Numerous books and articles have included Odgers’ work, most significantly The 20th Century Poster. Design of the Avant Garde (Abbeville Press, New York), POSTMODERISM, Style and Subversion 1970–1990 at the Victoria & Albert Museum in London in 2102. His work is included in the latest Dictionary of Graphic Design and Designers by Thames & Hudson and Megg’s History of Graphic Design. His most recent inclusion is in Freehand, New Typography Sketch Books 2018 by Steven Heller and Lita Talarico.

In 1968, I realized my interest in commercial work was seriously waning, I was utterly exhausted from showing my work or even looking at it. I wasn’t sure why. The final straw came when I went to New York to get work. I stopped by Columbia Records to show my portfolio. The art director studied my work in silence then turned to me and said, “So you’re the one.” The one, I asked? 

“I look at portfolios all day long, I see so much work that looks like this sprinkled throughout the various portfolios, what’s different about your work is that every piece is absolutely consistent, I can easily see you're the one who’s responsible for this look.
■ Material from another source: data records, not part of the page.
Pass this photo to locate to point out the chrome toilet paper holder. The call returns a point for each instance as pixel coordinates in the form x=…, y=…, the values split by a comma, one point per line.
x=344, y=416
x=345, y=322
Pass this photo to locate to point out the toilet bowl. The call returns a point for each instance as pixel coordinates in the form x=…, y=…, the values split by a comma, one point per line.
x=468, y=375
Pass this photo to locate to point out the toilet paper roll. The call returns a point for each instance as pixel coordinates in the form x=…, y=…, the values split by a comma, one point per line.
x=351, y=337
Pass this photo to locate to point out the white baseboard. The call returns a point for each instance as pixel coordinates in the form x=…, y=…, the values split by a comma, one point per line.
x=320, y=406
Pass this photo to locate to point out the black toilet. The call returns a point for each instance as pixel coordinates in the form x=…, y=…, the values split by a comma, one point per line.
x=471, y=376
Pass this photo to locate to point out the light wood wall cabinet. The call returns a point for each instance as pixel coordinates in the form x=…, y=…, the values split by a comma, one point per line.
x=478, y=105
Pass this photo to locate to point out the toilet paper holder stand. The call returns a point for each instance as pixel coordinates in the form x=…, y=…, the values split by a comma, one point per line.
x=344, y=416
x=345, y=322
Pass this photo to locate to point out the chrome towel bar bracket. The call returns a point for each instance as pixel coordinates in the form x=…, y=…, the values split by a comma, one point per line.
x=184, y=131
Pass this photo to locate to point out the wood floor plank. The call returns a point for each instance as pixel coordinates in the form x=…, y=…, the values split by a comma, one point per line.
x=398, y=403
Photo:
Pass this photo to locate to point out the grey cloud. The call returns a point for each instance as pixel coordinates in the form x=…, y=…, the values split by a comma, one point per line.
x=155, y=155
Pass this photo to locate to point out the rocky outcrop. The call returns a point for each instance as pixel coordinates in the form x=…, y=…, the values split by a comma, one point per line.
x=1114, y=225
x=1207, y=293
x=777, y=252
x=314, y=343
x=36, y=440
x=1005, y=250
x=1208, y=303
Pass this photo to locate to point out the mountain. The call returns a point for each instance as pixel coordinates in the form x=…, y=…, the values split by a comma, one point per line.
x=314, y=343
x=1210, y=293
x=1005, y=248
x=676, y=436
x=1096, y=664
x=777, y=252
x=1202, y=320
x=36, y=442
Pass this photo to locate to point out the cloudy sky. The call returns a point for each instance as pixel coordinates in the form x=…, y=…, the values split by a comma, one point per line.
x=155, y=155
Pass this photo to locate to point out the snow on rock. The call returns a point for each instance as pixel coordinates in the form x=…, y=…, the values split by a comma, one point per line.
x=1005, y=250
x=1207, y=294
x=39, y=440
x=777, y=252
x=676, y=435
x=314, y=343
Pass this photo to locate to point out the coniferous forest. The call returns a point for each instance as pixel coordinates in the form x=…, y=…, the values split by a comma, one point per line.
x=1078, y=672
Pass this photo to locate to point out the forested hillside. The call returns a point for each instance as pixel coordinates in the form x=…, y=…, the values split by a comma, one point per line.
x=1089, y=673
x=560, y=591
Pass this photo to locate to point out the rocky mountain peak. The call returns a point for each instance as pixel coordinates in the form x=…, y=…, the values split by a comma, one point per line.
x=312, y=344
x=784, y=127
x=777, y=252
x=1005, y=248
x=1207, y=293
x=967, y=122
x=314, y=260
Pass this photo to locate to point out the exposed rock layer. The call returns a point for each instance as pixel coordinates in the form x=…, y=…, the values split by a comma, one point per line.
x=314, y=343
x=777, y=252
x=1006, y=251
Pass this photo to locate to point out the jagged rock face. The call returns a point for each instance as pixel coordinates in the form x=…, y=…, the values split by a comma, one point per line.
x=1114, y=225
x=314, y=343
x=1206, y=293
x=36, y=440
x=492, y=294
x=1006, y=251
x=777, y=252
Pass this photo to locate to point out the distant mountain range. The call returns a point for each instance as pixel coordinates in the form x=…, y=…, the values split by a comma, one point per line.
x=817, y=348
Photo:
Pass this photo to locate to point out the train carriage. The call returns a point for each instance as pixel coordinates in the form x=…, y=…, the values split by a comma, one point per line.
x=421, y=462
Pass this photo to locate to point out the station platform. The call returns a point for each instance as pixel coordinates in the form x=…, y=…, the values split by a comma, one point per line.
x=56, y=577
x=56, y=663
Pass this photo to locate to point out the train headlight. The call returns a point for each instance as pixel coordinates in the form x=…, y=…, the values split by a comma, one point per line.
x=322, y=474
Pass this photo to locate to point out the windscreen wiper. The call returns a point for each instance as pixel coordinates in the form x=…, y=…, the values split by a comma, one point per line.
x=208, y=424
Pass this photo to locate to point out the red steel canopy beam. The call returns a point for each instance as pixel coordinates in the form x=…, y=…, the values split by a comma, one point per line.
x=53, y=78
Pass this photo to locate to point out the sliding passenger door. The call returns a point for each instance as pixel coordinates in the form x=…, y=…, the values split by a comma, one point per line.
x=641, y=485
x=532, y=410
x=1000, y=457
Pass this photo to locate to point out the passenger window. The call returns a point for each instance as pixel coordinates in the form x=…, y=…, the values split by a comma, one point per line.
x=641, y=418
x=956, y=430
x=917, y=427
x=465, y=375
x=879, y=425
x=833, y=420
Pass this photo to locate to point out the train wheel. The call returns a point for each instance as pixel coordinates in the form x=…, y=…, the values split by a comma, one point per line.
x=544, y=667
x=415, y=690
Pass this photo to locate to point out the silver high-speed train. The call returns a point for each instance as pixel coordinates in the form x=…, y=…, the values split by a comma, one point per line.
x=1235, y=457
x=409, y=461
Your problem is I can hire 20 younger people right now who can do this work at half the price I’d have to pay you.” I knew at that moment my time in the commercial work was done, that was a death knell.

I was obligated to do a double page spread for the Pacific Wave exhibition catalog for the Fortuny Museum show. I just couldn’t show my work for the thousandth time so I decided to do my “Swan Song” for my commercial art practice, my final rebellious act.

 

I wrote a requiem to myself and illustrated it in the catalog:

“In a Universe of ups and downs

The Cosmic Mother tosses the seed (earth)

Into universal play

 

Primordial stone beginning

Pointing The Way

The flower of flowerings

 

Doorway of heaven

Doorway of light

The path of Freedom.

 

Good Fortune.”

 

In writing this requiem it became clear to me why I could no longer do commercial work, I was starved for my own freedom. The “Swan Song '' piece for Pacific Wave’s was my last commercial act, it’s clearly a transition piece to making my own personal work in the search for freedom. I realized I’d rather have less money and be free than have money and be caged. The price for freedom is high—but worth it to me. As of this writing that was thirty-five years ago, I’ve never looked back.